In summary, strategies aimed at downregulating PrPc expression, including stimulation of ATG-dependent PrPc clearance may produce beneficial effects in cancer in general, and in GBM in particular, by inhibiting CSCs’ stemness, self-renewal, proliferation, invasiveness, and resistance to radio-/chemo-therapy (Figure 2).

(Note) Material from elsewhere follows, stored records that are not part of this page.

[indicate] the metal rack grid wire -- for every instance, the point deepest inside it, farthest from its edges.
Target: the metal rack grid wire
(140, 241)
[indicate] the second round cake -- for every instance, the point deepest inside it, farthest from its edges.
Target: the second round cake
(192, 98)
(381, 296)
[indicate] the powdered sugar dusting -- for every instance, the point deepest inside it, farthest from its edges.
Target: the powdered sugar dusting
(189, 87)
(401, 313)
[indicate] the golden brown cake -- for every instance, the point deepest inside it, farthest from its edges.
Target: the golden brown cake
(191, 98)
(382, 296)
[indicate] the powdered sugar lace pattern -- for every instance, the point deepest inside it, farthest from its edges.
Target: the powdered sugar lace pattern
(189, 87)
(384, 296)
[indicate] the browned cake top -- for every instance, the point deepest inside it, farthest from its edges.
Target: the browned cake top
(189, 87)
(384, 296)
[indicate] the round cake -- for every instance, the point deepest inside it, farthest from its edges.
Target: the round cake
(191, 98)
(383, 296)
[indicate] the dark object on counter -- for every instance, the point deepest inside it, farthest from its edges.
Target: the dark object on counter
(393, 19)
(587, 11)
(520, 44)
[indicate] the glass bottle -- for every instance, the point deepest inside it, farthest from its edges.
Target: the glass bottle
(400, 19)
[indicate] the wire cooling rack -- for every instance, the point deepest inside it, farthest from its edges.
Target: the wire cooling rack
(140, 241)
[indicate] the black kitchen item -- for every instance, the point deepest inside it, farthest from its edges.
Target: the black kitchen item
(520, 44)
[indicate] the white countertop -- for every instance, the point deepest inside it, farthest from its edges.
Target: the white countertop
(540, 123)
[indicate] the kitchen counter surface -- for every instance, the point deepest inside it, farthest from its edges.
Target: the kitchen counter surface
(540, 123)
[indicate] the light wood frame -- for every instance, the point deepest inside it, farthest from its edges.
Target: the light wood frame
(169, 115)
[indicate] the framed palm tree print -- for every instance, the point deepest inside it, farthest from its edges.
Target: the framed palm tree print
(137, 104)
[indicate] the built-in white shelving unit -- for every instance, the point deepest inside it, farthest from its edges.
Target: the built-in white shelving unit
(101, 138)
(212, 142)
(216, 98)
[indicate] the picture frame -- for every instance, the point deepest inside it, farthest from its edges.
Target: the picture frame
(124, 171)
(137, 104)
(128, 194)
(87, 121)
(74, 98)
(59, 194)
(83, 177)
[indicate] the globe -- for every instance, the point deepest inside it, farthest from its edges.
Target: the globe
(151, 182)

Figure 2. Targeting the cellular prion protein (PrPc) in cancer stem cells (CSCs). Strategies aimed at downregulating/inhibiting PrPc in CSCs include anti-PrP antibodies, PrP silencing (siRNA), administration of chlorpromazine, anti-PrP/stress-inducible protein 1 (STI-1)/Hsp70/Hsp90 organizing protein (HOP) peptides, PI3K/Akt/mTOR inhibitors, and combined strategies such as anti-PrP antibodies or PrP silencing (siRNA) with chemotherapy (CT), and PrP silencing with Notch inhibitors. These strategies counteract CSCs’ stemness, self-renewal, growth, proliferation, epithelial to mesenchymal transition (EMT), invasiveness, and resistance to radio/chemotherapy. PI3K/Akt/mTOR inhibitors also counteract PrPc accumulation by fostering its degradation through the cell-clearing pathways’ autophagy (ATG) and proteasome (red cross PrP degradation). ATG activation also downregulates Notch signaling, which is enhanced upon association with PrPc (red cross Notch1). In this way, PrP-induced pathways sustaining CSCs’ phenotype and PrP exosome release are toned down. This is key, as secreted PrP acts via autocrine and paracrine mechanisms to foster CSCs’ phenotype and can limit therapeutic drugs’ efficacy via direct sequestration of CT. Black solid lines indicate molecular steps (arrows: Stimulation; “T”-shaped lines: Inhibition); black dotted arrows indicate PrPc-related molecular steps leading to the activation of intracellular signalling pathways.